U.S. and Cuban flags hang on the terrace of a restaurant in downtown Havana, March 17, 2016. | Photo: Reuters

Refuting earlier claims made by the U.S. government that U.S. officials in Havana may have suffered "sonic attacks," doctors have found the officials underwent a "collective psychogenic disorder" and have linked brain abnormalities to their symptoms related to hearing, vision, balance, and memory.

One of the most important findings of the nearly 9-month probe is that the damages led to a perceptible change in the brains of those who were affected.

The researchers have steered away from using the term "sonic attack" and replaced it with "directional acoustic phenomena."  Medical reports revealed that the workers developed changes to the white matter tract, which are like the information highways between brain cells, which led the different parts of the brain to communicate.

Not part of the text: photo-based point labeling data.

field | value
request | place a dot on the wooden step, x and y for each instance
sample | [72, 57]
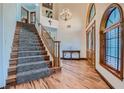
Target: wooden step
[56, 69]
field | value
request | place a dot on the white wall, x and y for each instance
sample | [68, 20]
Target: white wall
[74, 37]
[9, 24]
[113, 80]
[1, 47]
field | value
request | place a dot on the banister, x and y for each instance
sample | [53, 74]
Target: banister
[52, 46]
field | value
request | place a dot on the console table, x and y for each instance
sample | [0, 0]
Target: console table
[71, 52]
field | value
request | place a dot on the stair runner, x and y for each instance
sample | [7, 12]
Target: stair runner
[32, 57]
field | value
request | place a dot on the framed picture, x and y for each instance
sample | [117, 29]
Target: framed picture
[48, 5]
[49, 14]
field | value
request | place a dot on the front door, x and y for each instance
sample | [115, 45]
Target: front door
[91, 44]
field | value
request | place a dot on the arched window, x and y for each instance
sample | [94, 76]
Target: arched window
[91, 12]
[110, 40]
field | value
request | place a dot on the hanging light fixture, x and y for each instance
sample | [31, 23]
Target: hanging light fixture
[65, 15]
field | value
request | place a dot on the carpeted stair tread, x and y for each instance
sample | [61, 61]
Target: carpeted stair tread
[32, 58]
[31, 53]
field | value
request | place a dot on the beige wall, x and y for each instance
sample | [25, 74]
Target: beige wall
[74, 37]
[114, 81]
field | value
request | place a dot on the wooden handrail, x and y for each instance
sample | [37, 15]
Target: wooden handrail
[52, 46]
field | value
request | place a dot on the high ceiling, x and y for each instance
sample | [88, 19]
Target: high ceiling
[30, 6]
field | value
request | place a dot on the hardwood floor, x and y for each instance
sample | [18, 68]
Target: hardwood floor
[74, 74]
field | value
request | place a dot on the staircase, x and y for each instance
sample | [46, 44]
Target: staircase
[29, 58]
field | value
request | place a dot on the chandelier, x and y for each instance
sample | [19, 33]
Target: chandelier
[65, 15]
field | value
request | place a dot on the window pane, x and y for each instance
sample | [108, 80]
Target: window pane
[114, 17]
[113, 48]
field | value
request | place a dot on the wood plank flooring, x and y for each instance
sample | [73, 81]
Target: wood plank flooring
[74, 75]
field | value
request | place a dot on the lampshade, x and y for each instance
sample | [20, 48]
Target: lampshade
[65, 15]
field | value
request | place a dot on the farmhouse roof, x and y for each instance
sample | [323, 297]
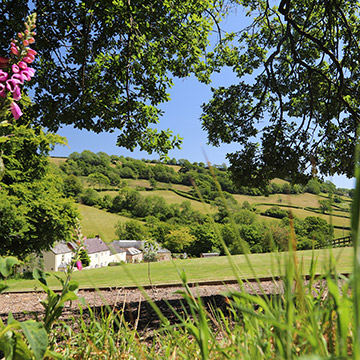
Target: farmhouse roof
[138, 244]
[115, 248]
[95, 245]
[132, 251]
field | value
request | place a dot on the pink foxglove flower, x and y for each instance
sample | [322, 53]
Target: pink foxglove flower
[19, 77]
[2, 90]
[12, 84]
[15, 69]
[3, 75]
[15, 109]
[14, 50]
[17, 93]
[3, 62]
[29, 59]
[28, 73]
[22, 65]
[31, 52]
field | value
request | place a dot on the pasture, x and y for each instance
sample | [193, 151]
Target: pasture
[201, 269]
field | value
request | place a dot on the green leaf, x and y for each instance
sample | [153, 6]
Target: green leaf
[40, 275]
[7, 264]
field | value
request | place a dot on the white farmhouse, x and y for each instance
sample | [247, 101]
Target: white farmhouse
[57, 258]
[98, 252]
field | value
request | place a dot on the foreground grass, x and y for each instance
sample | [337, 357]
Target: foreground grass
[197, 270]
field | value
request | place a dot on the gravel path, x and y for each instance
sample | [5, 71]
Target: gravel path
[30, 301]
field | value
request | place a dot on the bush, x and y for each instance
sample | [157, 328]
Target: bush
[276, 212]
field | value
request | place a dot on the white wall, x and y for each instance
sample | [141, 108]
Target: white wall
[52, 261]
[100, 259]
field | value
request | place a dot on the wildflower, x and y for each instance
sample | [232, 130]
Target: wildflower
[28, 73]
[29, 59]
[2, 90]
[31, 52]
[16, 93]
[12, 84]
[14, 50]
[15, 69]
[3, 62]
[22, 65]
[15, 109]
[20, 77]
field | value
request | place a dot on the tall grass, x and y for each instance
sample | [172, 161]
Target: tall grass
[313, 318]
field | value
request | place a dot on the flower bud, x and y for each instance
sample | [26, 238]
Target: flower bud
[22, 65]
[2, 90]
[3, 75]
[15, 110]
[14, 50]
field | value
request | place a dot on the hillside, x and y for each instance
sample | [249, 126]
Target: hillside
[115, 190]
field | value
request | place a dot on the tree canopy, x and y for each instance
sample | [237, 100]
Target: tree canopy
[296, 103]
[107, 65]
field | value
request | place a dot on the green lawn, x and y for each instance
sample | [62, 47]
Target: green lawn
[99, 222]
[202, 269]
[172, 198]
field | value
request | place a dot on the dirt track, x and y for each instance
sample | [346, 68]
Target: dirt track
[20, 303]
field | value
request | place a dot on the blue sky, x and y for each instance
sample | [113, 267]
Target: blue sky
[182, 116]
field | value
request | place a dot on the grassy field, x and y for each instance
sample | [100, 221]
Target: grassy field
[99, 222]
[172, 198]
[202, 269]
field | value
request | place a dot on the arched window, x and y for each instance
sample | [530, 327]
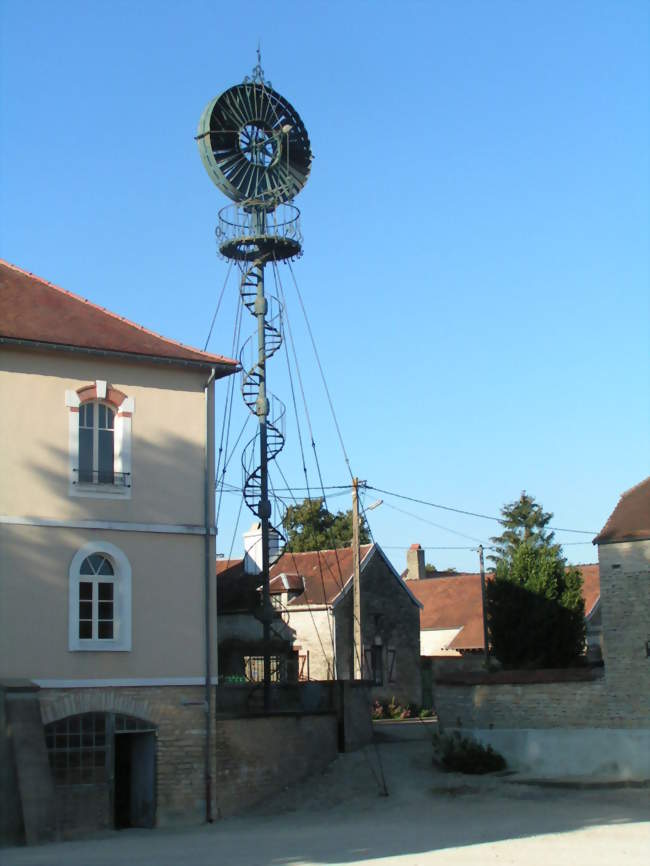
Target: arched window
[96, 443]
[99, 599]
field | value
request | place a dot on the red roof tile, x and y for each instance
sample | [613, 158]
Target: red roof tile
[35, 310]
[630, 520]
[323, 574]
[455, 602]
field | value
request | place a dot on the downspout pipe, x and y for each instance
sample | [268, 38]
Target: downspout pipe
[208, 577]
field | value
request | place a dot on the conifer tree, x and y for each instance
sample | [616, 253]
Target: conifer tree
[524, 521]
[310, 526]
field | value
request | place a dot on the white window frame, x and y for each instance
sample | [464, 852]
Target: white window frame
[121, 579]
[122, 429]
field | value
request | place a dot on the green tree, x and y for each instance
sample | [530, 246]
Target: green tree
[535, 609]
[310, 526]
[524, 522]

Elisa Konofagou, a biomedical engineering professor at Columbia University, told the Guardian, that acoustic waves cannot be linked to altering white matter tracts in the officials.

“I would be very surprised. We never see white matter tract problems," Konofagou said.

The Cuban panel of doctors investigating the mystery behind the allegations. Three of 20 people tested had abnormalities in the eardrum, inner ear, and cochlea, but all had preexisting hearing deficits, Science Magazine noted.

Also, the environmental sounds near the site were investigated to solve the mystery, but nothing as loud as something that could lead to a hearing impairment was found, per the investigation.

"To harm someone from outside a room, a sonic weapon would have to emit a sound above 130 decibels," Manuel Jorge Villar Kuscevic, an ear, nose, and throat specialist at Enrique Cabrera Hospital, said a damaging noise would have to be as loud as the roar of four jet engines on the street outside a house.

Cuba has repeatedly denied U.S. allegations calling it "deliberate lies."

"The Cuban Government has no responsibility for the facts alleged and seriously and rigorously fulfills its obligations to the Vienna Convention in regard to the protection of diplomats," Cuban diplomat and foreign ministry head of U.S. affairs, Josefina Vidal, said in September, when the U.S. administration took the drastic step of removing about 60 percent of U.S. government staff out of Cuba.